09-28-2020 06:27 - edited 09-28-2020 08:09
09-28-2020 06:27 - edited 09-28-2020 08:09
My companion app used some network calls to handle OAuth. I noticed that it worked fine in Android and in the Simulator, but failed on iOS.
After connecting an iPhone to the developer bridge, I saw error messages stating the btoa function could not be found. This was surprising since that is supposed to be a global function. I was able to resolve this by adding `buffer` as a dependency and writing my own version of the function.
I kept debugging and also noticed that FormData was not generating the appropriate string in my request bodies. While adding `form-data` or `formdata-node` as dependencies caused more headaches than intended, a hard-coded approach to setting up those request bodies got around the error.
Setting aside the steps I took to resolve these issues, why was this even a problem in iOS? It took me a while to get my hands on an iOS device for testing and have seen support tickets raised during this time due to broken behavior.

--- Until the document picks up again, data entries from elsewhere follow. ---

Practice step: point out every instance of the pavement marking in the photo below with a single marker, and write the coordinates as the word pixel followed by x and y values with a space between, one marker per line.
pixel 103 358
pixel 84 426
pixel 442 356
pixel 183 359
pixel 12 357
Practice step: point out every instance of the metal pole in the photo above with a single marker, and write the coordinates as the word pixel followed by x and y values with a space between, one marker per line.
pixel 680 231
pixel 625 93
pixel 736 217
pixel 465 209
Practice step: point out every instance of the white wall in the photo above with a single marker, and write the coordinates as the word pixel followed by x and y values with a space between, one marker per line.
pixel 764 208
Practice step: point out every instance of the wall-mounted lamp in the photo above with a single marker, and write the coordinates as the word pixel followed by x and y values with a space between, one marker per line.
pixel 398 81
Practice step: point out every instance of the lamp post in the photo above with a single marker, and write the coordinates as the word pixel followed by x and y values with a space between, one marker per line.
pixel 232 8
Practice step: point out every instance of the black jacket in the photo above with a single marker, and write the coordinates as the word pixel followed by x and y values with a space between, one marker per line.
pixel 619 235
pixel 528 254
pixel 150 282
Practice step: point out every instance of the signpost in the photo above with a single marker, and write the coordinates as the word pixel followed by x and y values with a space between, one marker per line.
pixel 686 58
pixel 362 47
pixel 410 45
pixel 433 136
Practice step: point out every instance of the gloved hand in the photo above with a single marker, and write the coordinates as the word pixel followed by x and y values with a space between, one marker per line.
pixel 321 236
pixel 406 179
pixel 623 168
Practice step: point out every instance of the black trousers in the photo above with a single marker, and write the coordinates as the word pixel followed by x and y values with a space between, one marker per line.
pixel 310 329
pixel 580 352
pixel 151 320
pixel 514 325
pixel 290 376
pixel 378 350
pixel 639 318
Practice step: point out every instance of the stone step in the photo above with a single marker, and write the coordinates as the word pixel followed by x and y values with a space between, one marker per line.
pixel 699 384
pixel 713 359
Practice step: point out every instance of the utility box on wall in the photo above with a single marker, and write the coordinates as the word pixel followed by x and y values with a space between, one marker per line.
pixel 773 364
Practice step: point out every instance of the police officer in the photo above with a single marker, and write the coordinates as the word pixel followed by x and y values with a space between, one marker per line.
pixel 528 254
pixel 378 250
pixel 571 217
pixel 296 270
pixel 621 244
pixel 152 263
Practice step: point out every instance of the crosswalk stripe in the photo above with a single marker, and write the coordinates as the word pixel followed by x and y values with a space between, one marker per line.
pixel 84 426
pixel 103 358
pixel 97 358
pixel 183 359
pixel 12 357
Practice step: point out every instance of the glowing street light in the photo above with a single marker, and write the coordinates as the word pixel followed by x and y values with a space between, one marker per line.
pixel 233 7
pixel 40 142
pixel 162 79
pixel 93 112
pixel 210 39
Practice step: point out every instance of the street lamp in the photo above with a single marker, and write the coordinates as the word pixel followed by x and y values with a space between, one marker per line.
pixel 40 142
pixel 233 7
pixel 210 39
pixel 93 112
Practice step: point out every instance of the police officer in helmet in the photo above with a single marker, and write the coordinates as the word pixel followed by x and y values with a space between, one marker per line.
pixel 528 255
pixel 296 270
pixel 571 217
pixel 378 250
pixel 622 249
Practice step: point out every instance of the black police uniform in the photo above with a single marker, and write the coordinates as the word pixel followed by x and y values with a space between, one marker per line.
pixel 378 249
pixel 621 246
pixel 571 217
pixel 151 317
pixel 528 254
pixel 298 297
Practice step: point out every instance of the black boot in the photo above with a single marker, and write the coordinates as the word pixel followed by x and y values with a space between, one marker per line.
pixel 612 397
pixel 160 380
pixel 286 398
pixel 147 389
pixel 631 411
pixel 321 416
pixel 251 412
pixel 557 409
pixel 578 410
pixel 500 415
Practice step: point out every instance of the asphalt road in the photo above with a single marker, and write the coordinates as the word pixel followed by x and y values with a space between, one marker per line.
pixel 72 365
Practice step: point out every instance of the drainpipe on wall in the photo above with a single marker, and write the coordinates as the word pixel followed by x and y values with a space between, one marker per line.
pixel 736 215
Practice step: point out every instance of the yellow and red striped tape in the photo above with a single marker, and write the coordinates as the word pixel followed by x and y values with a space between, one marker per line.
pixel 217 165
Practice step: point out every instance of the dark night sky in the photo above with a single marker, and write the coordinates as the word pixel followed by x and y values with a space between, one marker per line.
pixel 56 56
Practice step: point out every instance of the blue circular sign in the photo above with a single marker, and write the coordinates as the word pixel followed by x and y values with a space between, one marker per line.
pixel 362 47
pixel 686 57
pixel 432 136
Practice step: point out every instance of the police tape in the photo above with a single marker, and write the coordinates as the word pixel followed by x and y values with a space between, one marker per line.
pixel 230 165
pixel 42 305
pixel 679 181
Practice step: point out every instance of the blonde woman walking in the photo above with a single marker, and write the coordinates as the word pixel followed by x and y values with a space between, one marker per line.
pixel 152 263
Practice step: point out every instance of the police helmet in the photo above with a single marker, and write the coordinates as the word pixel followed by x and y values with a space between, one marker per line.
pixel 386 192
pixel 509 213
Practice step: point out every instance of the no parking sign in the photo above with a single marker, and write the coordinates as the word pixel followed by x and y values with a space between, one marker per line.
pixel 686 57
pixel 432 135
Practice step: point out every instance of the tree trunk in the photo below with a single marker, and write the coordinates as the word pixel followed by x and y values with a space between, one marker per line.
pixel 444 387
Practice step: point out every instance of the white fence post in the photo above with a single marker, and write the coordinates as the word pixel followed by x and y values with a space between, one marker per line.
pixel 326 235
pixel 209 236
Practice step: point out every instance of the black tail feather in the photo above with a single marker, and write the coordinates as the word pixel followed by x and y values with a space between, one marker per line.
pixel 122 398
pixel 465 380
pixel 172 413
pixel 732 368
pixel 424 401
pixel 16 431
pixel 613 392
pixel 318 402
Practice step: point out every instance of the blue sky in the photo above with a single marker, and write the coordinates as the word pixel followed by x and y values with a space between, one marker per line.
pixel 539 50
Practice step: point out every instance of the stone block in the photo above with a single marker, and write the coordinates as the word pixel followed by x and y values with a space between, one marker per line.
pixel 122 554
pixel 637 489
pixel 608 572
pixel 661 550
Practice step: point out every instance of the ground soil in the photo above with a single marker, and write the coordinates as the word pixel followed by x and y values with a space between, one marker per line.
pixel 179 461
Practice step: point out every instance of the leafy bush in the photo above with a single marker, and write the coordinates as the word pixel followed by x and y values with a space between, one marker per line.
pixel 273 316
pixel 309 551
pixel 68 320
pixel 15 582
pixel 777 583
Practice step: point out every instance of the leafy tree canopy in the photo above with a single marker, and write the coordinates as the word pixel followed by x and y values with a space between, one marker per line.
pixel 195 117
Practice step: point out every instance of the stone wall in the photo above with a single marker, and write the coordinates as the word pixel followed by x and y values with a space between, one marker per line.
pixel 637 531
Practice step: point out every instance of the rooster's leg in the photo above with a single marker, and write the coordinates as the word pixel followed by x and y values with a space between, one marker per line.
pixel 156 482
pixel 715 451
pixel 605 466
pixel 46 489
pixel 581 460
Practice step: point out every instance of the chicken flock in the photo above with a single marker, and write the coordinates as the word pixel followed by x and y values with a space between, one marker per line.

If companion apps in iOS behave differently than in the simulator and/or Android, those underlying differences should be made upfront so that developers can address them with limited hardware support.
09-29-2020 02:53
09-29-2020 02:53
Thanks for the feedback, I've created a ticket for the iOS team to address these bugs.
If you can provide some small code samples of the issues, that would be a great help for them.
09-29-2020 03:47 - edited 09-29-2020 12:11
09-29-2020 03:47 - edited 09-29-2020 12:11
I don't know the breadth of this issue, but these were the items that gave me trouble:
On iOS, when either of the first two were encountered, an error was generated that simply stated they could not be found.
btoa(`${CLIENT_ID}:${CLIENT_SECRET}`)
Buffer.from(`${CLIENT_ID}:${CLIENT_SECRET}`).toString('base64')
I didn't dig deep on the last one, but all requests made by the Fetch API failed. Originally, I had used the following to generate the request body:
const formData = new FormData();
formData.append(key, value);
const body = new URLSearchParams(formData).toString();
I had to switch it to the following pattern:
const formData = [];
formData.push(`key=${value}`);
const body = formData.join('&');
Either something in FormData or the URLSearchParams was generating an invalid body. I wasn't thrilled about my fix as it doesn't handle escaping, but it did the job.
09-30-2020 04:58
09-30-2020 04:58
Thanks again for looking into this, @JonFitbit. I was finally able to roll out a corrected version of our app to work around the above issues.
Our app has suffered in ratings due to this bug and not having immediate access to an iOS device to correct what was observed. While I think reviews will be more positive in the future due to the update, I don't think this will help fix the reviews from users who encountered this behavior in iOS. I would be happy to chat in PM's about any possible resolution to this given the nature of this iOS bug.